AP Biology class blog for discussing current research in Biology

Tag: endocytosis

Why don’t we have a cure to HIV?

HIV, Human Immunodeficiency Virus, is a severe virus that destroys the body’s immune system, which can later lead to AIDS(acquired immunodeficiency syndrome) if the virus is not treated. Since its discovery in 1981, there have been no proper ways to completely cure this virus, which led many people to wonder the same question: what does HIV do to our body that’s incurable?


Initially, when the virus enters the body, it uses a particular cellular protein called cyclophilin to bind with our cell receptor; it then receives our cell’s information and changes its shape to fit into the compartment. Once that’s done, HIV does a process that we often hear in biology: Receptor-Mediated Endocytosis. To further explain this, the cell is triggered by a specific ligand that matches the cell’s shape. When it’s inside the cell, HIV uses its own DNA and genes to replicate itself. After, the virus Exocytosis gets out of our cells and moves on to infect other cells in our body.
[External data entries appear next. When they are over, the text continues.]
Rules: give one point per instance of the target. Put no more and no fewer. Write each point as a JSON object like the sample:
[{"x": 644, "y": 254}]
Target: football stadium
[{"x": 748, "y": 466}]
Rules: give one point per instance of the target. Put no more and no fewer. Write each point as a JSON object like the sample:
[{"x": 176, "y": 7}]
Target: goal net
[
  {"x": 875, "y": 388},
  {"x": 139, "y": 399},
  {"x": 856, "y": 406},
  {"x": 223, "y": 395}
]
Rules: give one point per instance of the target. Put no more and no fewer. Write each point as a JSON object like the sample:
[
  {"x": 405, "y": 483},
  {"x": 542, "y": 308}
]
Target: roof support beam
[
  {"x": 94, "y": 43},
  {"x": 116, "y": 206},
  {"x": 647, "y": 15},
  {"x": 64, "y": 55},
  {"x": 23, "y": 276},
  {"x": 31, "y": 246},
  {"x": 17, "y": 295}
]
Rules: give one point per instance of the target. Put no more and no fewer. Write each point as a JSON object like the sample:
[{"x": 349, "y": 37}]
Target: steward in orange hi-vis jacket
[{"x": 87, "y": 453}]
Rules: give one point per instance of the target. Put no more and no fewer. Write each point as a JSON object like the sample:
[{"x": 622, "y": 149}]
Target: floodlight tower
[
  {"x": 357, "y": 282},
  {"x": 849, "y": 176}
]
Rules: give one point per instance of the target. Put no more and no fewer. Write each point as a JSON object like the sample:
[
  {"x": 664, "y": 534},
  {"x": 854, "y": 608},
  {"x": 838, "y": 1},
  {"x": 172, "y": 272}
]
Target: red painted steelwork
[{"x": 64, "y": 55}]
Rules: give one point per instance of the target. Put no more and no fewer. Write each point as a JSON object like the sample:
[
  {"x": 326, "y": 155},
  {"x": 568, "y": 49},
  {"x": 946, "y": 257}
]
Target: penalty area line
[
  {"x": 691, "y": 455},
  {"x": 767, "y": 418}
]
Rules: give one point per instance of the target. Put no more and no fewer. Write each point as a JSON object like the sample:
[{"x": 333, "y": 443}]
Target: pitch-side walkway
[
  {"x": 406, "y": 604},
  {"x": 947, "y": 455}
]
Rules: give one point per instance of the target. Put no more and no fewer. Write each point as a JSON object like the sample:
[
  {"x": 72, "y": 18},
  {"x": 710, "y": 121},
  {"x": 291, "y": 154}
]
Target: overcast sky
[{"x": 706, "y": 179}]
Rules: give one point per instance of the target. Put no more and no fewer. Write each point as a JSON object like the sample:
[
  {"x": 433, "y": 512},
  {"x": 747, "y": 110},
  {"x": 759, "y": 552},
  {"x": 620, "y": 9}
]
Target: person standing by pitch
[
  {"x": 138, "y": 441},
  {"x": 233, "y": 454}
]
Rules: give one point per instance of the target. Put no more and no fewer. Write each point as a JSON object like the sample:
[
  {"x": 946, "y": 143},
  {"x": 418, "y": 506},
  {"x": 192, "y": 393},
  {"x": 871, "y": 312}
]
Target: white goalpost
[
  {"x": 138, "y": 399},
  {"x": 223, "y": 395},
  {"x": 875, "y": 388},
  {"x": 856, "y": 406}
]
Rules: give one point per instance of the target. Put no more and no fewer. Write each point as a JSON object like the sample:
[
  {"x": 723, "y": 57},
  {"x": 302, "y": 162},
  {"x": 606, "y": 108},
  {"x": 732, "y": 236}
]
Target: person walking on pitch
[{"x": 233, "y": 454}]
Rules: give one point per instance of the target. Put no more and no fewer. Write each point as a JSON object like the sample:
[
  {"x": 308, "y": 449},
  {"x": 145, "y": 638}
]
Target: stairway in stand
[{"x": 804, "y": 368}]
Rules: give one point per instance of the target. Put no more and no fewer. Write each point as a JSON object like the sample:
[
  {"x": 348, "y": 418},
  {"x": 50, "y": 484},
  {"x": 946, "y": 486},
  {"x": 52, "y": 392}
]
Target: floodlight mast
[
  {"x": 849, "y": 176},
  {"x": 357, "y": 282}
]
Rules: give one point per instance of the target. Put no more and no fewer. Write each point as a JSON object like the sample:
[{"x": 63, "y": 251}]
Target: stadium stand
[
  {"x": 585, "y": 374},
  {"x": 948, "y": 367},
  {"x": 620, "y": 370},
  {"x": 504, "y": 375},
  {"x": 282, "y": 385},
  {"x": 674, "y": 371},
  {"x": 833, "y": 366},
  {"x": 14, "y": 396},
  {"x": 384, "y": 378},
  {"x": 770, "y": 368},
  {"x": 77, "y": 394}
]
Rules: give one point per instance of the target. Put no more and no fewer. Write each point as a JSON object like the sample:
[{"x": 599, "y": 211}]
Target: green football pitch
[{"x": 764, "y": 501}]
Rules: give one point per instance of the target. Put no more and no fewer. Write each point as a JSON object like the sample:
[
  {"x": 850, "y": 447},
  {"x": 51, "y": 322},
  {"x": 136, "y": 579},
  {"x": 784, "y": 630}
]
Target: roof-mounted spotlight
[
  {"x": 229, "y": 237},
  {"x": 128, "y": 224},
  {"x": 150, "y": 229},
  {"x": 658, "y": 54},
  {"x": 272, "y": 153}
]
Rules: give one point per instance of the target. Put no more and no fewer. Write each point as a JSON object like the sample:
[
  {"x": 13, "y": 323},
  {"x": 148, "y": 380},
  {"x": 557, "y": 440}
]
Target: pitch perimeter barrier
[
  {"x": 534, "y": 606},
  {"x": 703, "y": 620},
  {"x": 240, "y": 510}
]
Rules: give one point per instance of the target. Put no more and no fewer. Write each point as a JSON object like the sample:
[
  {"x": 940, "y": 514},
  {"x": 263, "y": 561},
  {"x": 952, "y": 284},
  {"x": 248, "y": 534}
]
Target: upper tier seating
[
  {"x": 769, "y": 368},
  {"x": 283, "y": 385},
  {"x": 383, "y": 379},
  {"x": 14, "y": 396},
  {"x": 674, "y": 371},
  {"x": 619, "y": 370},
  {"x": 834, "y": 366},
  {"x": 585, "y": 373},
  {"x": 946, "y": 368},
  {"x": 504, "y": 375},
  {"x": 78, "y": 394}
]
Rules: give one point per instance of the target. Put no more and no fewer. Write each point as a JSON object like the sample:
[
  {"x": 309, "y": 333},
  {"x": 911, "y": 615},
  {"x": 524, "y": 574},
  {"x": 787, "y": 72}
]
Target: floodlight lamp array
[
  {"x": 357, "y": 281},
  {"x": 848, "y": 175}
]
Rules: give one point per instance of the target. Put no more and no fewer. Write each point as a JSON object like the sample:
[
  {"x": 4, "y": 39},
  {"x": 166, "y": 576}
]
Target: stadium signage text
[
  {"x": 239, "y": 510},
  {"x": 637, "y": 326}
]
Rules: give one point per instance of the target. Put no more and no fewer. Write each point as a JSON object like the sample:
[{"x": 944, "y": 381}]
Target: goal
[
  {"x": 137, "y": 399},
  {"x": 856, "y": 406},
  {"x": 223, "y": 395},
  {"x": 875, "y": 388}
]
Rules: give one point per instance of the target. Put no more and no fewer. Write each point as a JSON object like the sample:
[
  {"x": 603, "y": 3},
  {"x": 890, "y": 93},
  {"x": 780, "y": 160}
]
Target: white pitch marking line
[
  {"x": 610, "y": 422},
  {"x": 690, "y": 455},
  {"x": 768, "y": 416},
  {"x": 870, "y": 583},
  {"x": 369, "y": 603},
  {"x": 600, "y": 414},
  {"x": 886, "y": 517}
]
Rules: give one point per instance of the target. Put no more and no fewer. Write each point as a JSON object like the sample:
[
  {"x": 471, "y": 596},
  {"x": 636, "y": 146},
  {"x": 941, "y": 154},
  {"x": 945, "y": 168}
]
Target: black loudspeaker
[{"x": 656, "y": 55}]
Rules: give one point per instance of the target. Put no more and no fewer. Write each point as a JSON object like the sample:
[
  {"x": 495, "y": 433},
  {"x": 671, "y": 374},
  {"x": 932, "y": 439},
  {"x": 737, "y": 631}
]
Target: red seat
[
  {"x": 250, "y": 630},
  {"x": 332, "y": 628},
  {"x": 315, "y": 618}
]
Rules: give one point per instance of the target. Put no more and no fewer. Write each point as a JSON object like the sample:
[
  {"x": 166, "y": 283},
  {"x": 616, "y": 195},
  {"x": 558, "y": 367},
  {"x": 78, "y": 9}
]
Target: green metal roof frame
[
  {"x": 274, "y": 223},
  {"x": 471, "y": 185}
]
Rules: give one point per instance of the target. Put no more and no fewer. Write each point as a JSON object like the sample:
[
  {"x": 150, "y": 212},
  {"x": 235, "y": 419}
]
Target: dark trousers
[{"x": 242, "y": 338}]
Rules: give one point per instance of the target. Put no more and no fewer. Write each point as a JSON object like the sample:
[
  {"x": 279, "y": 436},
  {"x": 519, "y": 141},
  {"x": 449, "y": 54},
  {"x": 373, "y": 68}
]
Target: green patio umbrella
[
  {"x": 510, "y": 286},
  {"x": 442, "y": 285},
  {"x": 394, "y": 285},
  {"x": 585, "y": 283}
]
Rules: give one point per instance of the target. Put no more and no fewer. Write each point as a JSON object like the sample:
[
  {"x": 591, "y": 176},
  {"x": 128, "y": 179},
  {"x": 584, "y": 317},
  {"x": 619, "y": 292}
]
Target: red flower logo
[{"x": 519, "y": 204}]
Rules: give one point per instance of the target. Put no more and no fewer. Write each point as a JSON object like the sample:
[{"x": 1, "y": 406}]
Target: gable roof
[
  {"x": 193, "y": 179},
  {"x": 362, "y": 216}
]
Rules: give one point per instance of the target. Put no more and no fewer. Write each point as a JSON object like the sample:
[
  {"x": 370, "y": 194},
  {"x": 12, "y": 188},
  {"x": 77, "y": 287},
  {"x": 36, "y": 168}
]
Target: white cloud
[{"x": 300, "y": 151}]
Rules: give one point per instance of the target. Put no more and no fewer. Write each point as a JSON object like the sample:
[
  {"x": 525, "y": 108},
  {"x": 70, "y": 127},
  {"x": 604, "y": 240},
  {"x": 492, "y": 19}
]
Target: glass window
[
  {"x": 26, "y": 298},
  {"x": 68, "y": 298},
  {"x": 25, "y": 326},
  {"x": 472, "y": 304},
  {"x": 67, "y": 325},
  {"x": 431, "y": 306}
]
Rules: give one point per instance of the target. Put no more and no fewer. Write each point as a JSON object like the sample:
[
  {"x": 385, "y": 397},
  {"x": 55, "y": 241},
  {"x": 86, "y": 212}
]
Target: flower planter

People might question why HIV is incurable? Other viruses do the same thing when entering our bodies, but they can still be cured. To answer this question, we need to go back inside the cells to see what the virus is doing there. While HIV replicates itself and infects cells, it also integrates with the host’s DNA to create reservoirs. When inactivated, the virus inside the pools are remained “silent.” However, once the current virus inside the body is used, a stimulus is sent to those reservoirs to reactivate the remaining virus and start the infection.

Despite its fatality over the years, with modern-day’s medical technology, a person with HIV can live just as long as those who are HIV-negative if the virus is detected early. With that being said, it is crucial to receive early treatments once you have HIV.
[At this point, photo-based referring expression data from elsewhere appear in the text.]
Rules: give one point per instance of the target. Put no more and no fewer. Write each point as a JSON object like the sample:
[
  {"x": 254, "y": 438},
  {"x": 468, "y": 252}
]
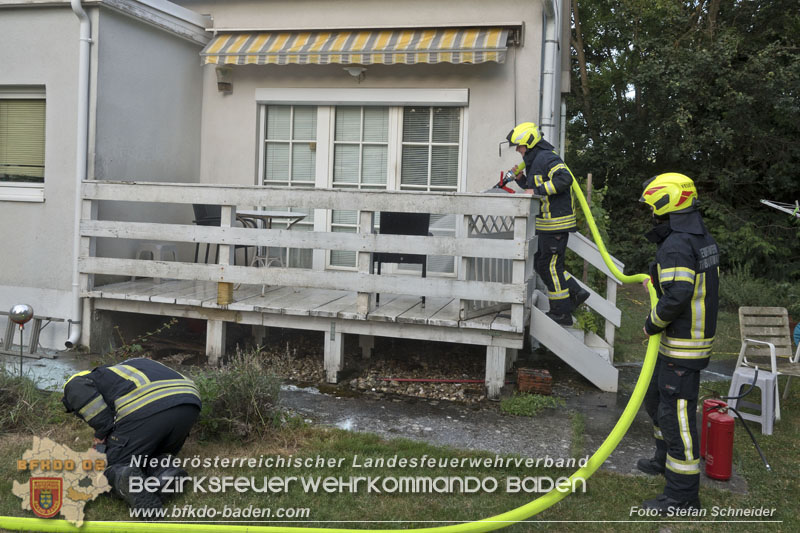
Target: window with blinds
[
  {"x": 360, "y": 161},
  {"x": 414, "y": 148},
  {"x": 22, "y": 138},
  {"x": 431, "y": 141},
  {"x": 430, "y": 158},
  {"x": 290, "y": 137}
]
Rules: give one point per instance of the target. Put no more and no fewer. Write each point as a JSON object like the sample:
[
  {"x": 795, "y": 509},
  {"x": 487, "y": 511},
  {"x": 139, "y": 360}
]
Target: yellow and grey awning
[{"x": 364, "y": 47}]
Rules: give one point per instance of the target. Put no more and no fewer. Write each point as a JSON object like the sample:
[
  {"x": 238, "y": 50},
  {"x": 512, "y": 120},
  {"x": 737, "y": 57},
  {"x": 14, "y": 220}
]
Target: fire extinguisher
[
  {"x": 716, "y": 437},
  {"x": 708, "y": 407},
  {"x": 719, "y": 427}
]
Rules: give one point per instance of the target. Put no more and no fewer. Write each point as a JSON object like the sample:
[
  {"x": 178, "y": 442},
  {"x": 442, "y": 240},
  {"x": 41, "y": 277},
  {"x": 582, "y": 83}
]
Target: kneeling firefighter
[
  {"x": 545, "y": 174},
  {"x": 137, "y": 408},
  {"x": 685, "y": 275}
]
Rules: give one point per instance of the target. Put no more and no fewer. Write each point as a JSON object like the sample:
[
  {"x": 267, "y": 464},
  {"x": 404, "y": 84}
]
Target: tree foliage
[{"x": 709, "y": 88}]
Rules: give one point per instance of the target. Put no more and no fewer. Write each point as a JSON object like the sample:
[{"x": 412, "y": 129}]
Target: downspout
[
  {"x": 547, "y": 112},
  {"x": 82, "y": 138},
  {"x": 562, "y": 140}
]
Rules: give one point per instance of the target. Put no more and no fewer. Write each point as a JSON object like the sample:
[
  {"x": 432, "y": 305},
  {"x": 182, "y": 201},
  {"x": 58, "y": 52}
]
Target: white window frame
[
  {"x": 326, "y": 101},
  {"x": 23, "y": 192}
]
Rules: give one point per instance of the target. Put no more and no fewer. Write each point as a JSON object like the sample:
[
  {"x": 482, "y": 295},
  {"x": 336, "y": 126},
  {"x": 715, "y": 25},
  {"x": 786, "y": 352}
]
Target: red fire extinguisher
[
  {"x": 719, "y": 428},
  {"x": 709, "y": 405}
]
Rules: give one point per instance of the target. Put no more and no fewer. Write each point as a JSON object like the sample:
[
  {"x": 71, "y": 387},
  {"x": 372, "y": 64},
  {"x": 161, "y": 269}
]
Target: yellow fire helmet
[
  {"x": 669, "y": 193},
  {"x": 525, "y": 134},
  {"x": 73, "y": 376}
]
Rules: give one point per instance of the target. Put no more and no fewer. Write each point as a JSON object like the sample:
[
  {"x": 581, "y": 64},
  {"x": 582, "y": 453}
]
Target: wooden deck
[
  {"x": 303, "y": 302},
  {"x": 486, "y": 301}
]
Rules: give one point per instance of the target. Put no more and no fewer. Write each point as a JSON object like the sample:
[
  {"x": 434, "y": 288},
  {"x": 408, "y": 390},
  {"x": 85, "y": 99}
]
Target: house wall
[
  {"x": 39, "y": 47},
  {"x": 229, "y": 120},
  {"x": 145, "y": 102},
  {"x": 148, "y": 118}
]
How is COVID-19 similar to Yellow Fever

Since the start of the pandemic, COVID-19 has affected millions of people around the globe. It’s an RNA virus that causes fever, cough, and death. Like other respiratory viruses, COVID-19 spreads quickly by particles that come out of your mouth when you sneeze, breathe, and cough.

Novel Coronavirus SARS-CoV-2


One similar virus is Yellow Fever. It’s also an RNA virus that transmits by mosquito bites. Depending on the person’s body, one might react differently from another. Most people either have no symptoms or mild symptoms that can be recovered in a week. However, people with weak immune systems might develop severe symptoms such as high fever, chills, and body aches. In addition, the fatality rate for people to develop severe symptoms is between 30%-60%.


Now you might wonder, what makes those viruses similar? Aside from them being RNA viruses, they also have similarities in symptoms. Still, most importantly, those two viruses both do something that I mentioned in my last post: Endocytosis. When these viruses enter our body, they use their special protein receptors to trick our cells into thinking it’s some proteins that benefit our body. Once viruses enter the body, using receptor-mediated cytosis, it uses its own protein and DNA to replicate themselves, including those false proteins. One thing to note is that those viruses can’t replicate by themselves. They would need to rely on living cells to multiply. Once the viruses replicate themselves, they carry on with exocytosis to exit the infected cell and infect more cells in our body.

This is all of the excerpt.